O certo é que a maioria dos estudos realizados sobre as diferenças de inteligência apontam na mesma direção. Com base nos resultados de tais estudos, foi observado que praticamente não existem diferenças de inteligência entre homens e mulheres. Em alguns casos as pequenas diferenças estão a favor dos homens, enquanto em outros estão a favor das mulheres.

Para estudar as diferenças de inteligência entre os sexos, diversos mecanismos têm sido utilizados. Alguns dos mais conhecidos são o Fator g, o Modelo de Cattell ou o Teste de Matrizes Progressivas. Porém, em nenhum deles foi encontrada uma diferença significativa e sistemática entre homens e mulheres.  Entretanto, foi possível perceber que resultados similares nos testes às vezes estavam associados a diferentes padrões de atividade cerebral. Enquanto as mulheres utilizavam mais as áreas do cérebro responsáveis pela velocidade de processamento, os homens recorriam mais às regiões responsáveis pela tomada de decisões.

Diferenças de inteligência quanto a habilidades específicas

Tendo em vista o que foi dito anteriormente, fica claro que não existem diferenças de inteligência entre homens e mulheres de forma geral, mas o que acontece se falamos de assuntos ou campos específicos? Existem diferenças entre homens e mulheres nas áreas de exatas ou de humanas?

Neste caso poderíamos dizer que sim, existem diferenças significativas. Foi observado que as mulheres se saem melhor em provas verbais, conhecimento de palavras, compreensão de texto e velocidade de processamento.
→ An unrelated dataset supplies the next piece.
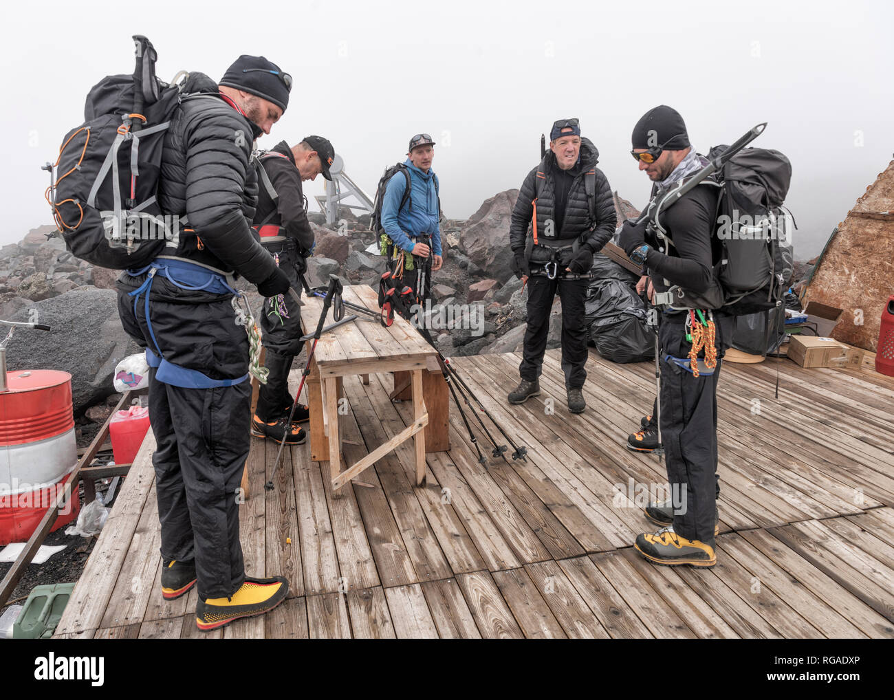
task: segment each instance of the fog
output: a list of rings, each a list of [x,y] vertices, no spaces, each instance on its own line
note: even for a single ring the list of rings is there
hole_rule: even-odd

Por outro lado, os homens se dão melhor em provas espaciais, ciências, aritmética e compreensão mecânica.

Além disso, há outro dado importante: as diferenças encontradas não parecem ser mantidas ao longo do tempo. Analisando a tendência, é possível observar que estas diferenças estão diminuindo: as pontuações médias obtidas por homens e mulheres estão se igualando. Neste ponto, seria lógico nos perguntarmos se as diferenças em habilidades específicas se devem realmente à falta de aptidão ou simplesmente a estereótipos. É possível que as mulheres tenham uma pontuação menor em matemática porque são desmotivadas/pouco estimuladas a estudar esta matéria? É possível que aconteça o mesmo com os homens?

O efeito Flynn

Efeito Flynn é o nome que se dá a um fenômeno curioso. O fato é que se comparamos os resultados dos testes de inteligência feitos há duas décadas com os resultados dos que estão sendo feitos atualmente, percebemos que em muitos lugares do planeta, para não dizer em todos, o quociente intelectual (QI) da população subiu. Este fenômeno ou efeito poderia ser explicado pelas melhorias globais na alimentação, educação ou na tendência de formar famílias menores.
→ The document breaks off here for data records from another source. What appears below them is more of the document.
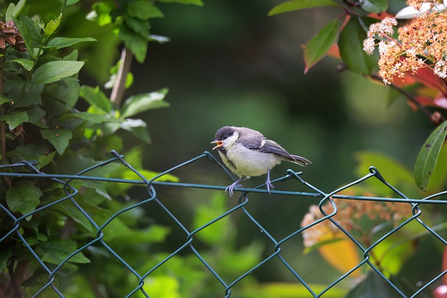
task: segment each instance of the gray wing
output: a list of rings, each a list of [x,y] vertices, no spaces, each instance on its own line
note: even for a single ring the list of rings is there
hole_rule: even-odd
[[[265,153],[273,153],[274,154],[278,154],[281,156],[286,158],[286,159],[294,161],[295,158],[291,154],[287,152],[287,151],[279,145],[279,144],[277,143],[274,141],[271,140],[265,139],[261,142],[261,146],[259,147],[259,151],[261,152]]]

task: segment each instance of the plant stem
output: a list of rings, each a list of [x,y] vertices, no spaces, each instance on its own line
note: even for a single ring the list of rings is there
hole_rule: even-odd
[[[121,51],[121,59],[119,67],[118,68],[118,73],[117,73],[117,80],[112,89],[110,94],[110,101],[115,104],[117,107],[121,105],[126,90],[126,79],[127,74],[131,70],[131,66],[133,54],[127,47],[123,47]]]
[[[379,75],[371,75],[371,77],[374,80],[376,80],[377,81],[380,81],[382,82],[382,78],[380,77]],[[416,98],[413,96],[413,94],[411,94],[411,93],[408,92],[407,91],[403,89],[402,88],[400,87],[399,86],[394,84],[393,83],[390,84],[390,87],[392,88],[394,88],[395,89],[397,90],[399,92],[400,92],[402,94],[403,94],[404,96],[405,96],[405,97],[406,97],[409,100],[410,100],[411,103],[414,103],[424,114],[425,114],[427,116],[428,116],[428,117],[430,119],[430,120],[432,120],[432,121],[434,121],[434,113],[432,113],[432,112],[430,112],[430,110],[428,110],[427,107],[425,107],[425,106],[424,106],[423,104],[421,104],[420,103],[419,103]],[[439,124],[441,122],[444,121],[445,120],[445,118],[444,116],[439,114],[440,116],[440,119],[439,119],[439,123],[436,123],[436,124]]]

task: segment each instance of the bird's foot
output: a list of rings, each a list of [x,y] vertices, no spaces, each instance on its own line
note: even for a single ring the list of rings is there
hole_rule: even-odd
[[[233,195],[234,195],[234,189],[237,187],[242,187],[242,184],[239,184],[240,180],[237,180],[237,181],[235,181],[235,183],[233,183],[231,185],[229,185],[226,187],[226,188],[225,188],[225,192],[226,193],[227,191],[228,192],[228,194],[230,195],[230,197],[233,197]]]
[[[273,184],[272,184],[270,179],[265,181],[265,186],[267,186],[267,191],[268,191],[269,194],[270,193],[270,188],[274,188],[274,186],[273,186]]]
[[[270,188],[274,188],[273,184],[272,184],[272,181],[270,181],[270,169],[267,171],[267,180],[265,181],[265,186],[267,186],[267,191],[268,193],[270,193]]]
Tomando como referência a matemática, por exemplo, foi observado que tanto homens quanto mulheres melhoraram notavelmente nas últimas décadas. Além disso, como mencionamos, esta melhora promoveu uma diminuição nas diferenças, de maneira que, no que se refere à matemática, a melhora absoluta foi maior no grupo das mulheres.

Esta evolução dos resultados indica, portanto, que tais diferenças podem apontar mais para uma origem cultural do que genética. Se for desta forma, é responsabilidade nossa e dos educadores deixar de promover estereótipos e começar a motivar homens e mulheres da mesma maneira, facilitando que decidam por si mesmos o que querem estudar.
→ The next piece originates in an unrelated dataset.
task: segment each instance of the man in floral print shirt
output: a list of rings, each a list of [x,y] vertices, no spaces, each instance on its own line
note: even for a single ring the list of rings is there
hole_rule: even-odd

Como vimos, as diferenças de inteligência entre os sexos são muito pequenas, para não dizer inexistentes. É fato que seguem sendo registradas diferenças em habilidades específicas como a verbal, a espacial ou a numérica; porém, também é fato que estas diferenças parecem ser cada vez menores, o que de alguma forma descarta a explicação de que tenham origem genética. Assim, enquanto sociedade, temos um papel importante no surgimento destas diferenças e está em nossas mãos trabalhar para que elas desapareçam.